Because one of the things that happens to a woman who has taken alcohol
before she realizes she is pregnant is that she will connect any
adverse outcome to that alcohol use whether or not it is a correct
attribution. Also, three to five percent of pregnancies will have a
birth defect and we can't always relate this to drinking at critical
times in any pregnancy, but if you avoid alcohol for the rest of the
pregnancy you can avoid many of the brain development defects, which
can occur at any stage in the pregnancy. The chances (not the absolute
underlying effect) are that your child will not be further affected.
The other route for support is to refer the patient to Mother Risk by
telephone.
Of course in this situation the worst case scenario is that the patient
elects for a termination based on fear and not on evidence.
The origins of my work with this was with the Ontario "Best Start"
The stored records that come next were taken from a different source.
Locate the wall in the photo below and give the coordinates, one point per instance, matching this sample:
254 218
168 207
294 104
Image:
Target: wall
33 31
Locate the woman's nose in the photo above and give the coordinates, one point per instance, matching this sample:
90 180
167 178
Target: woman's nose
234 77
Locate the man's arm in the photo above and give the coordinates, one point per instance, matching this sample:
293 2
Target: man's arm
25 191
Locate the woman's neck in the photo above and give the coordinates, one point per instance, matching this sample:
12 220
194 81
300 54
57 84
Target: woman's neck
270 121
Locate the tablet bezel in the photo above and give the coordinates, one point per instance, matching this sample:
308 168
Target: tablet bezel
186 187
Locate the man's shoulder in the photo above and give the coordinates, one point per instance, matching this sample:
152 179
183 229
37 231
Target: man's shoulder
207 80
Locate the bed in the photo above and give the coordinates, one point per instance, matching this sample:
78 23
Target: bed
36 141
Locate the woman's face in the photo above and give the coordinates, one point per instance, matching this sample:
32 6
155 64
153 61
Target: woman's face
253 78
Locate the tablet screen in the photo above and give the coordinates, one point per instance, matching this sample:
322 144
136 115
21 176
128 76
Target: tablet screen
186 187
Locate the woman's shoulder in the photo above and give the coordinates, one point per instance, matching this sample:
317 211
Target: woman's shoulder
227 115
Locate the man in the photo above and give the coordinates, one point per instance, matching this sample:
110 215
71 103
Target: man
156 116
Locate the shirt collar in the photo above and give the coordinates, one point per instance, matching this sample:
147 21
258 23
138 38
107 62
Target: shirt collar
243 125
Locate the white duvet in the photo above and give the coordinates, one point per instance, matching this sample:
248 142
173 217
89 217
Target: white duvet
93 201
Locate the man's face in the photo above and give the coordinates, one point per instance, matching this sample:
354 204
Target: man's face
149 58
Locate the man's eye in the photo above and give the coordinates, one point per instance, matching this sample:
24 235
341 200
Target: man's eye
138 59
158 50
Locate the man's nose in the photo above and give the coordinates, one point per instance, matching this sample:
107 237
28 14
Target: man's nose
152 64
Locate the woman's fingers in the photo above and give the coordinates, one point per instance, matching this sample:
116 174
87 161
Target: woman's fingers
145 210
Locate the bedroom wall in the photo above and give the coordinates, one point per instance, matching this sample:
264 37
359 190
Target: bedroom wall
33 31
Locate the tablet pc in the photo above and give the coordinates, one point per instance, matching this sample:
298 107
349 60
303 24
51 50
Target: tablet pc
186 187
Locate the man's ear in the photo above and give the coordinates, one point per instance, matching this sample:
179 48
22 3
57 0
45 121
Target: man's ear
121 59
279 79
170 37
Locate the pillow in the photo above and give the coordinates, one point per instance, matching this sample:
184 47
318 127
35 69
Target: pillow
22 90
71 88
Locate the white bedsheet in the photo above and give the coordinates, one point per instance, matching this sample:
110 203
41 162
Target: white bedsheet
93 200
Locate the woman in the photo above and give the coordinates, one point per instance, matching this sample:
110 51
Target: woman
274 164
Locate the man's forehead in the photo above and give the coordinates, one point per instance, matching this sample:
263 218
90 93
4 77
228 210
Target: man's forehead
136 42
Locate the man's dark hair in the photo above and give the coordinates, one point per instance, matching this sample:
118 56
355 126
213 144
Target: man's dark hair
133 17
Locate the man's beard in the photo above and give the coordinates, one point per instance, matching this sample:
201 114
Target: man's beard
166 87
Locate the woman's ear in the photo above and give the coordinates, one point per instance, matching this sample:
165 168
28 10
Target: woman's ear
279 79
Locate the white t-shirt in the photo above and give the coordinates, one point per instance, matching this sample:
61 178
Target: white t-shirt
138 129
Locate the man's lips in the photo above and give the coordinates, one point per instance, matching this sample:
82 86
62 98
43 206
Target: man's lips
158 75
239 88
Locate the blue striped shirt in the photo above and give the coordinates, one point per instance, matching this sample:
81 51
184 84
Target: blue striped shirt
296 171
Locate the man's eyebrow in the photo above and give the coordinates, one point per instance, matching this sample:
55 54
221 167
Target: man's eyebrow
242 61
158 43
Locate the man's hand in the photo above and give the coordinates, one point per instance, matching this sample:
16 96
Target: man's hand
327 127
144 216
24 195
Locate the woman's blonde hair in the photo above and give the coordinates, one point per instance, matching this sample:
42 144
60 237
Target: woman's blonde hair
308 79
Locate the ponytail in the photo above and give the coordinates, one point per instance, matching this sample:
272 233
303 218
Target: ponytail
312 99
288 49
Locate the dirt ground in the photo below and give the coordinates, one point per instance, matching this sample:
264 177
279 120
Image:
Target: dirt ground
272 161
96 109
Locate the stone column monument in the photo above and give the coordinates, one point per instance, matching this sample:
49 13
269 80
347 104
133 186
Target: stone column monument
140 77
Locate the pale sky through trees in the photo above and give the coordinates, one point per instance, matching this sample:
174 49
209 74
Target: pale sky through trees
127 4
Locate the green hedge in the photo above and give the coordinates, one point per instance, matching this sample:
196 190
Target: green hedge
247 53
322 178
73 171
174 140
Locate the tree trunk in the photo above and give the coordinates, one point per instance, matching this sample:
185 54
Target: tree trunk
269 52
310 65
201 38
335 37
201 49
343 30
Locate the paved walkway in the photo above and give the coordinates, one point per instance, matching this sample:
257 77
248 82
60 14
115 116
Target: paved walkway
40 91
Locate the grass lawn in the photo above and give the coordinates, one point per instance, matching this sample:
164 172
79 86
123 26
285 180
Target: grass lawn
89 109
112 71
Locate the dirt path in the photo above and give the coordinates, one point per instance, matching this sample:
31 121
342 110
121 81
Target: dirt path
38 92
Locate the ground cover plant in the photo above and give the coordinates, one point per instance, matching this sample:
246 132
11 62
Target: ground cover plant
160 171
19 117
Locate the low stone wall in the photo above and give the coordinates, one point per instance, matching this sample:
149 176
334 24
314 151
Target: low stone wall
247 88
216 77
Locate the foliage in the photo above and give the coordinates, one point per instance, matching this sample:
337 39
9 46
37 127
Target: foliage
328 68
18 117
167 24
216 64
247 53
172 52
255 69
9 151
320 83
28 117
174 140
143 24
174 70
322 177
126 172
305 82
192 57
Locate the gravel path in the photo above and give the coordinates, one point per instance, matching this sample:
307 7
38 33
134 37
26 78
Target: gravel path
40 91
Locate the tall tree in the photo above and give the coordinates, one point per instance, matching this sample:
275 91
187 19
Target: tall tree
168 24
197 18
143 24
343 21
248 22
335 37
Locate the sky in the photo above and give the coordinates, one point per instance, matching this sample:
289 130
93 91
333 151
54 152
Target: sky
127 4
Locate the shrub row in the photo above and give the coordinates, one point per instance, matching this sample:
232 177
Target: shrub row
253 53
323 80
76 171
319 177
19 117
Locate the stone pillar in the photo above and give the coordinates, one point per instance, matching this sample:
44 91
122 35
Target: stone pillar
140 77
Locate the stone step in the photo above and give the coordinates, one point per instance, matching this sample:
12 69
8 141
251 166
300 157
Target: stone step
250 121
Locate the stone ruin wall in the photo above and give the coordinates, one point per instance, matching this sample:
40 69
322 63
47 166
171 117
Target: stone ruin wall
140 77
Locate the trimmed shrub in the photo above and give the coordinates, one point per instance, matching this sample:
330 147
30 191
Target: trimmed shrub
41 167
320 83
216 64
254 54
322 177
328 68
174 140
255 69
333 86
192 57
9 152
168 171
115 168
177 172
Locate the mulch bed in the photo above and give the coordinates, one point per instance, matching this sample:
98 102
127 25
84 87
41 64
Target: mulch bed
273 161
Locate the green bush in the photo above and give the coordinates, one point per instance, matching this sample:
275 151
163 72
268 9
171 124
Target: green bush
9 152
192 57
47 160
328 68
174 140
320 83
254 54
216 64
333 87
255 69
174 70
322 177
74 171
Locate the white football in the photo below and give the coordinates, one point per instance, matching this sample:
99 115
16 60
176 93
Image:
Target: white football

program. We had a project in which we developed materials then asked
communities to identify key opinion leaders in health professions and
brought them in to a Train the Trainer workshop, with the proviso that
they would return to their communities to help other health
professionals be supportive and to establish capacity for patient
support.
At last count the 20 original health professionals have trained 500
others using Grand Rounds and community education as tools.
In Ontario, and maybe in Saskatchewan, health professionals and
professional agencies are often isolated from community agencies who
share the same goals so we need to build bridges between us.